Have you seen the wanted men, our freedom fighters, who are homeless?

Even their families are afraid to associate with them.

Have you seen them when they are alone, and the full weight of their situation hits them?

I have seen them, crying like a child.

This is how Israel has been winning the war against Palestine.

Dividing the people and terrorizing them so much that they can not even trust their cousins; half the population of Palestine are collaborators; they are collaborators because they have been broken by Israeli forces.

So while there were celebrations in Al-Minara on the day of the cease-fire there was also a very clear awareness that Hezbollah’s victory will not serve the Palestinian struggle in any way except to assure them again that without the backing of Arab States this struggle is doomed to continue in the insidious and bloody way that it has been continuing for many years.

And not just the backing of Arab States will help them. As my friend concluded; “Hezbollah is indirectly supported by France and Palestinian resistance is not supported by any western nation.”

So a certain sadness envelops the city of Ramallah. A city that has been caught on the edge of a crisis which has been in the international spotlight, while experiencing nightly crisis’ on a smaller scale that fail to register on any international screen.

The people of the West Bank are still prisoners, as they have been for a long time.

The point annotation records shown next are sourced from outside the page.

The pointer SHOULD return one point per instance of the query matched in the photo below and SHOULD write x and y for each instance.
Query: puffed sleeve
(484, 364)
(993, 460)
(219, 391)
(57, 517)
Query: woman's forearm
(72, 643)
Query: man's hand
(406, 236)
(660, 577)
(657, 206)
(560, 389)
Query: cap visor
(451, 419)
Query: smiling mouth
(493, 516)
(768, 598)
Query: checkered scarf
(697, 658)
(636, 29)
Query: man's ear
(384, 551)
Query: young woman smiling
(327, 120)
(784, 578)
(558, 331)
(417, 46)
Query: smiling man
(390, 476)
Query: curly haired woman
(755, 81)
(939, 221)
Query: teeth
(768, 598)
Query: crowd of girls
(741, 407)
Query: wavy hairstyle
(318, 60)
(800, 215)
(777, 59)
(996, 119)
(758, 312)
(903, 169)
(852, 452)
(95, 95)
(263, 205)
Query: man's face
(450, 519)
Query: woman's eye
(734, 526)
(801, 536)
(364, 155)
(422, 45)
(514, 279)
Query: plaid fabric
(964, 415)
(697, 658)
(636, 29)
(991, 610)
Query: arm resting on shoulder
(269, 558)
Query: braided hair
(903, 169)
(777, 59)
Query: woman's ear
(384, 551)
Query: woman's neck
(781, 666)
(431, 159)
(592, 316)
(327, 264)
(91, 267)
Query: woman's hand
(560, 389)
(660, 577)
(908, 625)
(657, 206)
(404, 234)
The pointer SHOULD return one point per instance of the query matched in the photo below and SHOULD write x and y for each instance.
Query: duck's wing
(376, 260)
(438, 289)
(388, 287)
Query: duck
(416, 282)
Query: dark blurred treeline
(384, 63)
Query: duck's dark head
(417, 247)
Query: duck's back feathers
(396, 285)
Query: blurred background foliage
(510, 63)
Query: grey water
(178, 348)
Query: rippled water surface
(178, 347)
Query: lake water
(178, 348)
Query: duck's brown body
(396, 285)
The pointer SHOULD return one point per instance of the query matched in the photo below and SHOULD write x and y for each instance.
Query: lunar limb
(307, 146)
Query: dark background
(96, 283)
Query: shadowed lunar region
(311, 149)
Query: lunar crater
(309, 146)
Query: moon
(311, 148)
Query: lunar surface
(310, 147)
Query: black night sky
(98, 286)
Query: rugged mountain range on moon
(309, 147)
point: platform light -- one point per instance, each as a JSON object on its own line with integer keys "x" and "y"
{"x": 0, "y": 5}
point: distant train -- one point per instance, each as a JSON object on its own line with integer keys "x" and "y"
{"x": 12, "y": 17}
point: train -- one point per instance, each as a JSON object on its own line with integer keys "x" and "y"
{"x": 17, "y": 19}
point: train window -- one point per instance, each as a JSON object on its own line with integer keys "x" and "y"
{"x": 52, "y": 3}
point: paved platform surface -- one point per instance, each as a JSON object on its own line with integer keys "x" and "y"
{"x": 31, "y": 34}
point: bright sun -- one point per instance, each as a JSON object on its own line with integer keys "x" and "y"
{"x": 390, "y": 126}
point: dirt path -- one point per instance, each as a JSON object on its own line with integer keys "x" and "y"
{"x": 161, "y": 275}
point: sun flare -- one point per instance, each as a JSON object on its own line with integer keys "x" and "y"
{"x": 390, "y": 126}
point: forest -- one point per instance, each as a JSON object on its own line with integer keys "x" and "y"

The only thing the Palestinians have to counter the nightly invasions and terror tactics of the Israeli forces is their song of freedom.

Still to be heard if you remember to listen for it.

Despite the humiliation and the mistrust and the tangled web of conspiracy that exists in the West Bank and Gaza, there is still absolute dignity in the resistance of individuals here. I do not agree with my friend who says that the resistance has been reduced to little cells of desperate militants always looking over their shoulders; the resistance is also to be found among musicians who hold weekly concerts for free to sing the traditional heart-breaking songs of Palestine, it is also to be found among the teachers of the fatherless or motherless children who work to daily bring some joy and learning into their lives, it is even among the bus drivers who will drive impossible roads to help some passenger avoid a flying checkpoint.

And those little pure messengers of freedom have not forgotten these people. They still wake and sing at dawn to remind of the world existing beyond war and oppression and man-made instruments of torture.